Nach jahrelanger Planung verschwindet der Arc de Triomphe für drei Wochen unter Stoff. Foto: ZDF

Der Lebenstraum des Künstlerpaars Christo und Jeanne-Claude wird in Paris Wirklichkeit. Ab dem 18. September ist der Triumphbogen komplett in silberblauen Stoff eingepackt.

Der Lebenstraum des Künstlerpaares Christo und Jeanne-Claude wird wahr: Nach jahrelanger Planung verschwindet der Arc de Triomphe für drei Wochen unter Stoff.

Irgendwie ist der 2020 verstorbene Künstler Christo immer noch da. Auch in dieser Woche in Paris, wo gerade die letzten Arbeiten für die Verhüllung des Triumphbogens stattfinden. "Es ist vielleicht komisch, aber ich finde, es hat sich nicht so viel verändert. Der Spirit ist bei uns der gleiche geblieben", sagt Bauingenieurin Anne Burghartz.

Denn von künstlerischer Seite lag alles schon vor - noch zu Lebzeiten hatte Christo die Aktion bis ins kleinste Detail ausgearbeitet. Burghartz war mit ihrem Arbeitgeber, dem Stuttgarter Ingenieursbüro "Schlaich Bergermann Partner", in den vergangenen Monaten Teil eines internationalen Teams, das Christos Ideen und Pläne für die Verhüllung des französischen Nationaldenkmals umgesetzt hat.

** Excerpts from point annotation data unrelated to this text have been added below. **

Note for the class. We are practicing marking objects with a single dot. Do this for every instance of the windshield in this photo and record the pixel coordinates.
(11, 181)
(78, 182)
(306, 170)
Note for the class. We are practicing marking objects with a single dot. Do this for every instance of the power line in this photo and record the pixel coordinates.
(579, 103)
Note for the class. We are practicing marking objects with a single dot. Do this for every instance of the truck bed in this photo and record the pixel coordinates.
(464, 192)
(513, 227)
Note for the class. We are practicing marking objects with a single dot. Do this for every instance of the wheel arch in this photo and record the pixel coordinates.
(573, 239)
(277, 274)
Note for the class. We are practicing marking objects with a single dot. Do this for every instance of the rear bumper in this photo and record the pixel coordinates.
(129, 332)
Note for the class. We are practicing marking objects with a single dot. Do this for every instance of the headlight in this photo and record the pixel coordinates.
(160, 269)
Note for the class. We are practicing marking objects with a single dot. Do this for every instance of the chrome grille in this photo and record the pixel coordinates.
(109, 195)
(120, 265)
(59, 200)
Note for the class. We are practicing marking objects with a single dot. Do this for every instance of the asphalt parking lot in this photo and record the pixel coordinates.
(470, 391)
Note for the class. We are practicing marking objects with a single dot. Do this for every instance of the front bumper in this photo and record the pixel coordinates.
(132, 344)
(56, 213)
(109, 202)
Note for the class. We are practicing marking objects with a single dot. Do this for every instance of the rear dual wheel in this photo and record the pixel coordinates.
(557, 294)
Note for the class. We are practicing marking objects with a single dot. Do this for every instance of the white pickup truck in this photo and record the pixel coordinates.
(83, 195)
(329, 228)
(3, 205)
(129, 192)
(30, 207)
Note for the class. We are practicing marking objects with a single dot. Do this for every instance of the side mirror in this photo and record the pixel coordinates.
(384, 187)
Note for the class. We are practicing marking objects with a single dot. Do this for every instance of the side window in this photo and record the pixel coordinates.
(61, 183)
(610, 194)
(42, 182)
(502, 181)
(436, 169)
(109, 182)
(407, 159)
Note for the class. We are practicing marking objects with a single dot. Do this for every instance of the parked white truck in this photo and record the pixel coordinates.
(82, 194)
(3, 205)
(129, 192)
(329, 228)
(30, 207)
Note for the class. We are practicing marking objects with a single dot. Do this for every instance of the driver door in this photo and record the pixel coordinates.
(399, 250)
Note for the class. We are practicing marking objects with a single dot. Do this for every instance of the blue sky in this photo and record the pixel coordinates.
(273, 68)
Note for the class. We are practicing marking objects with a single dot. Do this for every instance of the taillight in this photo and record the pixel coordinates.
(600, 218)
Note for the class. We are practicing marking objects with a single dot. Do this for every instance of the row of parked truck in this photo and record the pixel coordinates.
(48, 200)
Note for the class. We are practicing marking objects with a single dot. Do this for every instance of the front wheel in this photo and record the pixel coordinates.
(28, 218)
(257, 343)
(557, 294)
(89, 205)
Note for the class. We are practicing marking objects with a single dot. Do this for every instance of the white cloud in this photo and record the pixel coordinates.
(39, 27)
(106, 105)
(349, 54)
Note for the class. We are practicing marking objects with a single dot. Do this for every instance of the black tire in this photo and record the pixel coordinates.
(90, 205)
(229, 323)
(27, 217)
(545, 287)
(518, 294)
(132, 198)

Pläne für Verhüllung gibt es seit Jahrzehnten

Am Wochenende hat nun die letzte Phase der Christo-Verhüllung begonnen. Vom 18. September bis 3. Oktober ist der Triumphbogen dann vollständig verhüllt. Schon Anfang der 1960er Jahre begannen Christo und seine Frau Jeanne-Claude, temporäre Arbeiten im öffentlichen Raum zu schaffen. Da kam ihnen auch die Idee, den Triumphbogen zu verhüllen.

Mehr als 90 Höhenkletterer in orangener Montur haben sich dafür am Sonntag von der Aussichtsplattform abgeseilt und die riesigen, silber-blauen Stoffbahnen über das Wahrzeichen ausgerollt. Herausfordernd dabei war vor allem eines: der Denkmalschutz.

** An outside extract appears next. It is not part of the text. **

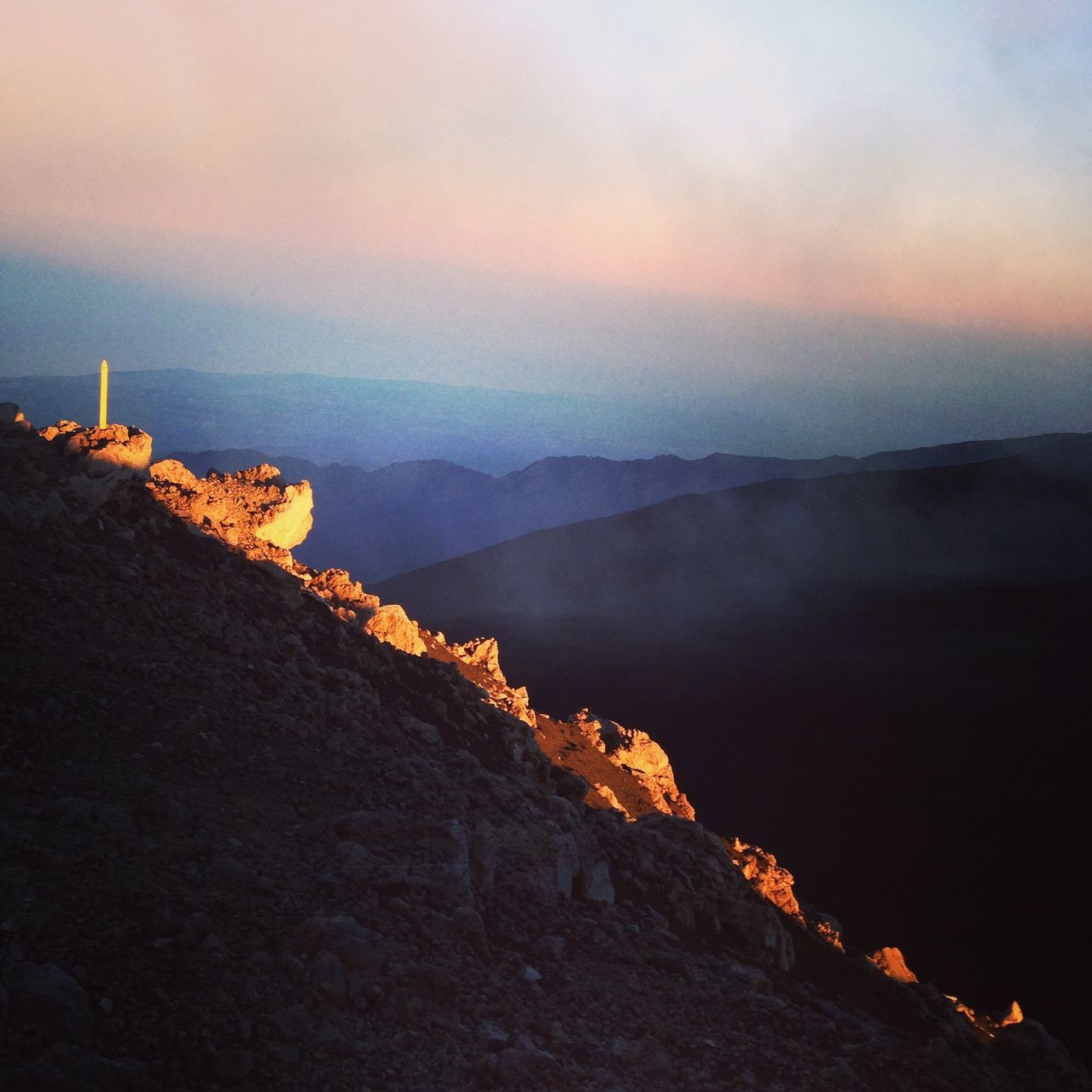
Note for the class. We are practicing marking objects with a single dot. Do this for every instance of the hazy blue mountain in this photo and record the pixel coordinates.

Strenge Auflagen für Kunstprojekt

"Es gab sehr, sehr strenge Anforderungen, was wir machen dürfen und was nicht", sagt Burghartz. Schon früh hätten die beteiligten Firmen mit den Behörden definiert, an welchen Bereichen sie gar nicht an die Fassade herandürfen und wo sie Dinge verankern können.

Gerade weil wir in an einem Nationaldenkmal in Frankreich arbeiten, mussten wir sehr vorsichtig sein.
Wladimir Jawaschew, Christos Neffe und Projektdirektor

Und um sicherzustellen, dass die Aussichtsplattform und das Grabmal des unbekannten Soldaten unter dem Bogen weiter zugänglich bleiben, sei rund um die Uhr im Schichtbetrieb gearbeitet worden. Mit Blick darauf meint Wladimir Jawaschew, Christos Neffe und Projektdirektor: "Die Verhüllung ist mehr eine logistische als eine technische Herausforderung. Aber wir haben es geschafft."

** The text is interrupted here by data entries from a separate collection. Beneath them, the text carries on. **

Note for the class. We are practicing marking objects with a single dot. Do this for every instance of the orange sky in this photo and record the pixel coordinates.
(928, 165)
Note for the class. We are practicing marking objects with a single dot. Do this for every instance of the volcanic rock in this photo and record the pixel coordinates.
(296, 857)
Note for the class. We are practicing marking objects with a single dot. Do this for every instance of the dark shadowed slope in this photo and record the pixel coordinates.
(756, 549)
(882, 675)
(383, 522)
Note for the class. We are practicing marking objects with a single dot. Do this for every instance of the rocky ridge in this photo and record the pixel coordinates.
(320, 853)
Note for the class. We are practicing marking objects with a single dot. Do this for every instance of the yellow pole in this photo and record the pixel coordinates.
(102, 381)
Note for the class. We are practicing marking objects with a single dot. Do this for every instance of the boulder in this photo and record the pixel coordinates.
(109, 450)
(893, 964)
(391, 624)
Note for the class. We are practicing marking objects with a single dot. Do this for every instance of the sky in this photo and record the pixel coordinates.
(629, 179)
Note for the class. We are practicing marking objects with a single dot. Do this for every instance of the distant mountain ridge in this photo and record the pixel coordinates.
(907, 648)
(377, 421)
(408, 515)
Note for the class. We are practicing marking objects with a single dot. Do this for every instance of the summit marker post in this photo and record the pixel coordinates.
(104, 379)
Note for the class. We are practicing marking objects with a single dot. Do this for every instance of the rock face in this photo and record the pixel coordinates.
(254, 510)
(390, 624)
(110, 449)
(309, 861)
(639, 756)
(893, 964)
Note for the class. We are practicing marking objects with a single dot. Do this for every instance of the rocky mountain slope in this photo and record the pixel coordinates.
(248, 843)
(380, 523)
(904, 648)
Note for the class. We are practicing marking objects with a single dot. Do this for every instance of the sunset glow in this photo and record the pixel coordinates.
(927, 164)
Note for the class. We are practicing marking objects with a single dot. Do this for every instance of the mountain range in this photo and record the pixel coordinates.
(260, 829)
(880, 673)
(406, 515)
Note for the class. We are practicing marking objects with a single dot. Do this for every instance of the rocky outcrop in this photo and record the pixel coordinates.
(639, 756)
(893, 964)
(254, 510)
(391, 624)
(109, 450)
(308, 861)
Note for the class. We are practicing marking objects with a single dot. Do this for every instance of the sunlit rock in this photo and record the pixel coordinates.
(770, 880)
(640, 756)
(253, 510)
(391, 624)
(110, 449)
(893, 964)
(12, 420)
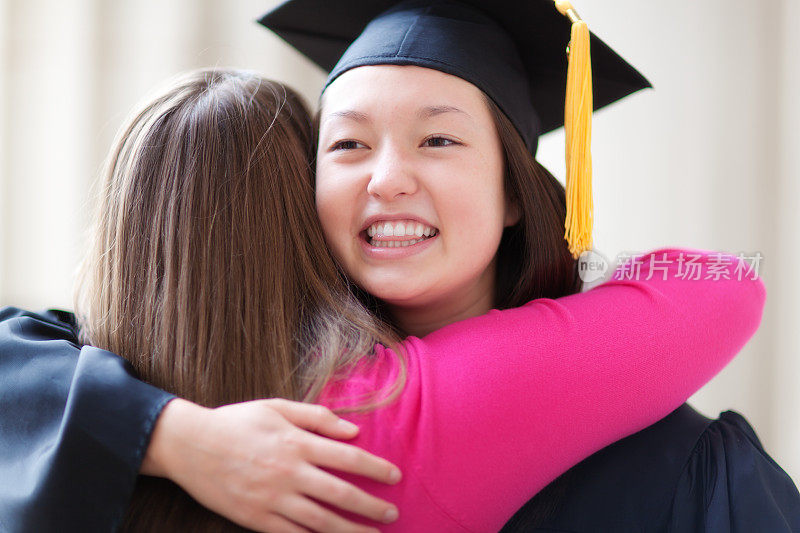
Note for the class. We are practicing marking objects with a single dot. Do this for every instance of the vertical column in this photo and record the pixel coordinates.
(784, 286)
(49, 79)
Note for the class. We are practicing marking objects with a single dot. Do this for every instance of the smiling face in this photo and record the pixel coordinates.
(410, 189)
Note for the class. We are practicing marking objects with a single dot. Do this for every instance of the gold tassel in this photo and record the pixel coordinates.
(578, 125)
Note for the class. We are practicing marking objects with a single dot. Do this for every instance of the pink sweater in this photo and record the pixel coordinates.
(497, 406)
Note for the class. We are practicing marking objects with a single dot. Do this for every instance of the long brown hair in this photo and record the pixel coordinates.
(208, 270)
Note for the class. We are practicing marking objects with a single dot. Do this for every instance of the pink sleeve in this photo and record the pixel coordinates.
(498, 406)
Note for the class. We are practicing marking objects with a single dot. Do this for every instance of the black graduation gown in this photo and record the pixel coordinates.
(684, 474)
(74, 426)
(75, 423)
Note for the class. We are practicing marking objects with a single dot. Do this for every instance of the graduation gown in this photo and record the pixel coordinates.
(686, 473)
(76, 421)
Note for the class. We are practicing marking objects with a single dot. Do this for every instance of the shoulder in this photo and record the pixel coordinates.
(730, 482)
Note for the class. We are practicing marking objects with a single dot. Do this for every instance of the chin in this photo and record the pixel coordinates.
(396, 293)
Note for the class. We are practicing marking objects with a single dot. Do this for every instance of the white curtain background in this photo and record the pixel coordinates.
(706, 160)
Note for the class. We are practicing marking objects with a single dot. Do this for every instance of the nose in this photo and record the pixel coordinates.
(392, 175)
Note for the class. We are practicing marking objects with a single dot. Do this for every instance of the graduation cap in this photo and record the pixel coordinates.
(531, 57)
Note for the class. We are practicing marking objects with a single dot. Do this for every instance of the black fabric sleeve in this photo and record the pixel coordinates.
(731, 484)
(75, 423)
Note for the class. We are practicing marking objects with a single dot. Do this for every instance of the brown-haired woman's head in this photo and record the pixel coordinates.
(207, 269)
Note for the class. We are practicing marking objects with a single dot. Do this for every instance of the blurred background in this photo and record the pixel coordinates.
(706, 160)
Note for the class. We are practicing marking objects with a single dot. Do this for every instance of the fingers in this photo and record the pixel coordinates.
(329, 488)
(314, 516)
(316, 418)
(278, 524)
(348, 458)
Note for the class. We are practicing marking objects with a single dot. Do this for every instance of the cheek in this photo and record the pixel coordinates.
(331, 195)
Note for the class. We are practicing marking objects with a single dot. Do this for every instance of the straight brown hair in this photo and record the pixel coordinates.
(208, 271)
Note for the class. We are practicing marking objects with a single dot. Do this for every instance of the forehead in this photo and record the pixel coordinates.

Auch Einheimische werden neugierig

Wird das 14-Millionen-Euro-Projekt den Blick auf den Triumphbogen und ganz Frankreich verändern? Bei den Schaulustigen, die sich vor dem Denkmal fotografieren lassen, trifft das schonmal zu. Es sind keineswegs nur Touristen, auch viele Einheimische kommen in diesen Tagen her.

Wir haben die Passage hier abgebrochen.